9.5.29 Like the rest of the District, there is a need for more affordable housing and housing for older people.

Scope for Further Expansion

9.5.30 Although most future growth in the District will be focused in the Witney, Carterton and Chipping Norton sub-areas, the two, more rural sub-areas have a key role to play and it is essential that they accommodate an appropriate amount and type of development so as to not stagnate or decline and provide for local housing and economic needs. The greatest potential for further development in this sub-area is considered to be at the three rural service centres, Eynsham, Woodstock and Long Hanborough.

9.5.31 At Eynsham there is some scope for further development within the existing built up area and on the fringe of the village including land to the west. The Council's evidence suggests that there is scope for additional business land provision to support the current economic role of Eynsham.

9.5.32 There is also some scope for further development at Long Hanborough although the capacity of the local primary school is a key consideration. At Woodstock whilst there is some scope for limited development within and on the fringe of the town, the potential impact on the historic fabric of the town in particular the Blenheim World Heritage Site is a key consideration.
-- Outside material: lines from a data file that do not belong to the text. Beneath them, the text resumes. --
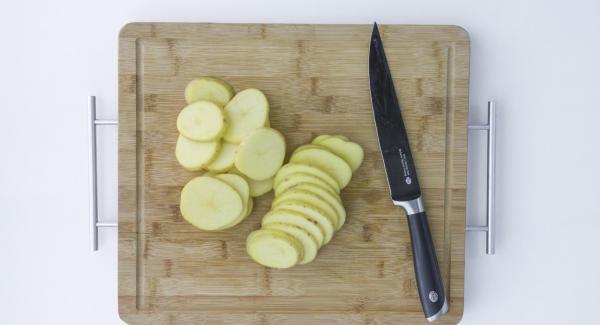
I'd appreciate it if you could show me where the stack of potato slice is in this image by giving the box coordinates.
[247,135,364,268]
[176,78,286,231]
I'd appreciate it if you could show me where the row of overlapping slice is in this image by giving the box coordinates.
[247,135,364,268]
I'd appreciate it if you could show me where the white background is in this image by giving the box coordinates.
[1,0,599,324]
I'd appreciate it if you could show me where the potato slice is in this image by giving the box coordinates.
[206,142,237,172]
[230,168,274,197]
[290,148,352,189]
[291,143,325,155]
[312,134,349,144]
[223,89,269,143]
[180,176,243,231]
[289,183,346,230]
[245,198,254,217]
[273,189,339,232]
[177,101,227,141]
[235,128,286,181]
[175,135,220,171]
[184,77,235,106]
[317,137,364,172]
[247,228,303,269]
[264,223,318,264]
[215,173,250,210]
[274,163,340,193]
[248,177,274,197]
[262,210,325,247]
[273,200,335,244]
[219,197,253,230]
[274,172,339,196]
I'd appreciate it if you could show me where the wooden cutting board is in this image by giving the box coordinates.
[118,23,469,325]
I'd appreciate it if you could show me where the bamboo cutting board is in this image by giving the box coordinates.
[119,23,469,324]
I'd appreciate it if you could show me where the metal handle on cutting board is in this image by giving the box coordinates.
[88,96,118,251]
[466,101,496,255]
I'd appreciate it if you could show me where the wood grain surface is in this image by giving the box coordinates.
[118,23,469,325]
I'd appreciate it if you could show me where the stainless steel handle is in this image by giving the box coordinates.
[466,101,496,255]
[88,96,118,251]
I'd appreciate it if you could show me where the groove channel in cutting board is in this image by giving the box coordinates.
[119,23,469,325]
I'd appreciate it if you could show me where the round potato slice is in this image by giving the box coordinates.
[215,173,250,210]
[317,137,364,172]
[223,89,269,143]
[219,197,253,230]
[290,148,352,189]
[180,176,243,231]
[273,200,335,244]
[274,172,339,196]
[264,223,318,264]
[312,134,349,144]
[177,101,226,141]
[292,143,326,155]
[289,183,346,229]
[175,135,220,171]
[245,198,254,217]
[235,128,286,181]
[262,209,325,247]
[247,228,303,269]
[273,188,339,231]
[206,142,237,172]
[274,163,340,193]
[184,77,235,106]
[230,168,274,197]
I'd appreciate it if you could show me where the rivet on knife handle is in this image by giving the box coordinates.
[88,96,118,252]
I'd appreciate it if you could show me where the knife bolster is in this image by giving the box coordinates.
[394,196,425,215]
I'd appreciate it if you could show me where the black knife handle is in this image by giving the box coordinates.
[407,211,448,322]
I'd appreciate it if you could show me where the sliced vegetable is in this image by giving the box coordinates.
[273,200,335,244]
[223,89,269,143]
[235,128,286,181]
[290,147,352,189]
[247,228,303,269]
[215,173,250,212]
[292,143,326,155]
[274,172,339,196]
[177,101,227,142]
[273,188,339,232]
[175,135,220,171]
[180,176,243,231]
[262,209,325,247]
[312,134,349,144]
[287,183,346,229]
[206,142,237,172]
[184,77,235,107]
[264,223,318,264]
[230,168,274,197]
[317,137,364,172]
[274,163,340,193]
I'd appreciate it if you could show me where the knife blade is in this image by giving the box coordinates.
[368,23,448,322]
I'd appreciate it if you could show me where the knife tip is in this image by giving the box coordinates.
[371,22,380,38]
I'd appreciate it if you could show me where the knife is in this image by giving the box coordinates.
[368,23,448,322]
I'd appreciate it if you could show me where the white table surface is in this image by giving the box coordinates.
[1,0,599,324]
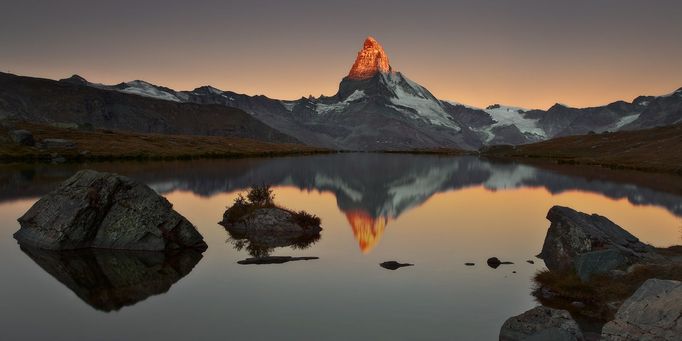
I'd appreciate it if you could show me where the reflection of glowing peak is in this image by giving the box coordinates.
[345,210,388,253]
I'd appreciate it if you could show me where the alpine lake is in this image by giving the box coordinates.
[0,153,680,340]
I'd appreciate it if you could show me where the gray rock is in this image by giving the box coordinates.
[8,129,34,146]
[538,206,656,272]
[221,207,321,235]
[574,249,628,281]
[41,138,75,149]
[601,279,682,340]
[499,306,584,341]
[14,170,207,251]
[539,287,557,300]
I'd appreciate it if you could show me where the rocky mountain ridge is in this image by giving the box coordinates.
[4,37,681,150]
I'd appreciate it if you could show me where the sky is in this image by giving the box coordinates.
[1,0,681,109]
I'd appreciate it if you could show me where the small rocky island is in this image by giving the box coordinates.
[14,169,207,251]
[500,205,682,340]
[219,185,322,263]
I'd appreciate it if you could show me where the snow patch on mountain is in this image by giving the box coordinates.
[383,73,460,130]
[315,90,365,114]
[614,113,640,129]
[119,81,183,102]
[281,101,297,111]
[484,105,546,139]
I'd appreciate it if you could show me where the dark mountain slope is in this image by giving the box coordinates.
[0,72,298,144]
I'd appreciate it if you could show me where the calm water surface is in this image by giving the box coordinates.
[0,154,680,340]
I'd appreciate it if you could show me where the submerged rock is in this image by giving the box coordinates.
[380,261,414,270]
[15,170,207,251]
[237,256,319,265]
[601,279,682,340]
[19,245,203,312]
[8,129,34,146]
[487,257,514,269]
[499,306,584,341]
[538,206,656,275]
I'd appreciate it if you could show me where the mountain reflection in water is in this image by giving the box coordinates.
[3,153,681,340]
[3,154,682,254]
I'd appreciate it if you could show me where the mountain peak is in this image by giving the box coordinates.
[347,36,391,80]
[59,74,89,85]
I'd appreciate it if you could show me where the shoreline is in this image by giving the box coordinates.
[0,121,332,163]
[3,121,681,179]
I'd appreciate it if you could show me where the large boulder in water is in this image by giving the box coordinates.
[499,306,584,341]
[538,206,656,276]
[15,170,207,251]
[601,279,682,340]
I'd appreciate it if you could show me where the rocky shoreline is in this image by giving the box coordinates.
[500,205,682,340]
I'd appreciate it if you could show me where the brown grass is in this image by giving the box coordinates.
[482,124,682,175]
[534,260,682,319]
[222,185,321,230]
[0,121,329,162]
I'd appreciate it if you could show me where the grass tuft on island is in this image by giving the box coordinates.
[534,248,682,320]
[0,121,330,162]
[223,184,321,229]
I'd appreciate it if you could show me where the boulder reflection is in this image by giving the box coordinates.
[225,227,321,258]
[19,245,203,312]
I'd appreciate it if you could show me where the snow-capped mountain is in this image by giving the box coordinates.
[57,37,682,150]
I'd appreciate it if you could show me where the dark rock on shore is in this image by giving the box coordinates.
[41,138,75,149]
[499,306,584,341]
[380,261,414,270]
[601,279,682,340]
[8,129,34,146]
[237,256,318,265]
[487,257,514,269]
[538,206,657,278]
[574,248,628,281]
[15,170,207,251]
[19,245,203,312]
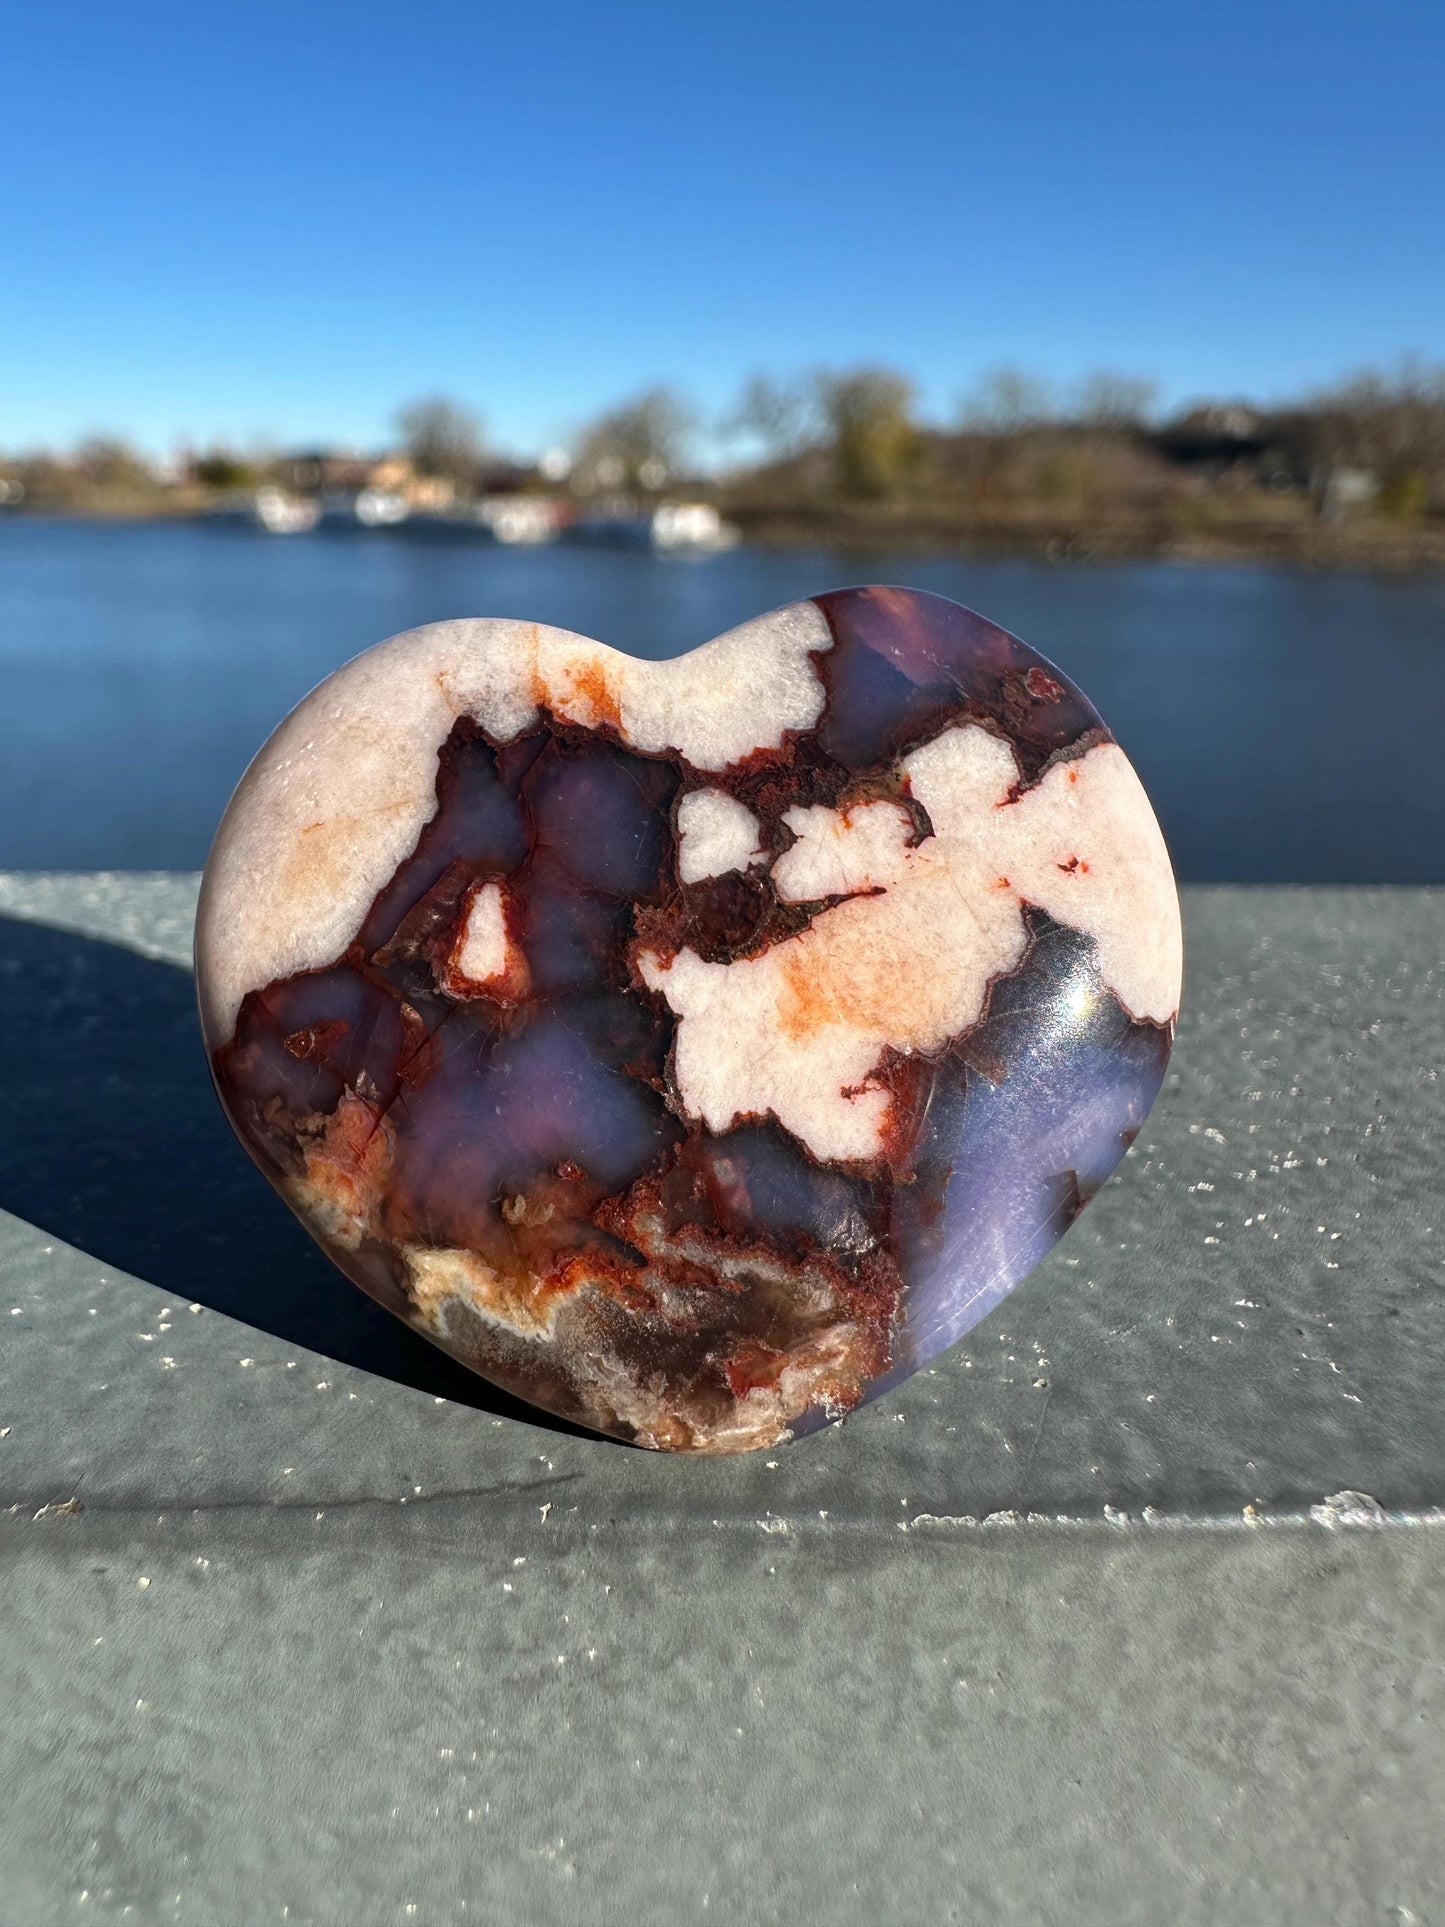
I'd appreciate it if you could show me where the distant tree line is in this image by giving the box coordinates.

9.5.33 Opportunities for development elsewhere in the sub-area are relatively limited and in accordance with the overall strategy, will be focused on the larger villages.

Key Issues - Summary

9.5.34 Drawing on the brief profile outlined above we can identify a number of key issues and challenges to be addressed in relation to the Eynsham - Woodstock sub-area. These include:

  • This is the third largest sub-area and is well populated with most people living at the three main settlements of Eynsham, Woodstock and Long Hanborough.
  • House prices in this sub-area are amongst the highest in the District.
  • This area is an important source of employment providing around 25% of the District's total number of job opportunities. Eynsham in particular is an important location for business.
  • There are very strong linkages with Oxford, with a high proportion of residents working in the city and much of the economic activity forming part of the wider Oxford city region economy.
  • Tourism plays an important role in terms of the economy in particular at Woodstock.
  • Parking capacity is an important consideration in some locations including Woodstock.
  • Extensive sand and gravel resources in the lower Windrush Valley mean this is a major area of mineral working much of which is designated as a mineral consultation area. Appropriate after-use of mineral sites is an important issue and opportunity.
  • There is severe traffic congestion on the A40 between Eynsham and Oxford at peak times and on other key routes including the A4095 and A44.
  • The area has good rail service availability with railway stations at Tackley, Combe and Long Hanborough.
  • There are also some good bus services available although less so in the southern part of the sub-area where access to key bus routes is less proximate and convenient.
  • This is an environmentally sensitive area including AONB, Green Belt, mineral consultation area and part of a special area of conservation (SAC).
  • The area is also important in terms of heritage with Conservation Areas and a number of listed buildings in Long Hanborough, Eynsham and Woodstock and the Blenheim World Heritage Site (WHS) at Woodstock.
  • There is an identified requirement for additional leisure provision in this area.
  • Availability of adequate school capacity to accommodate future development is an issue in some locations.
  • There is potential for further development primarily at the rural service centres of Long Hanborough, Eynsham and Woodstock.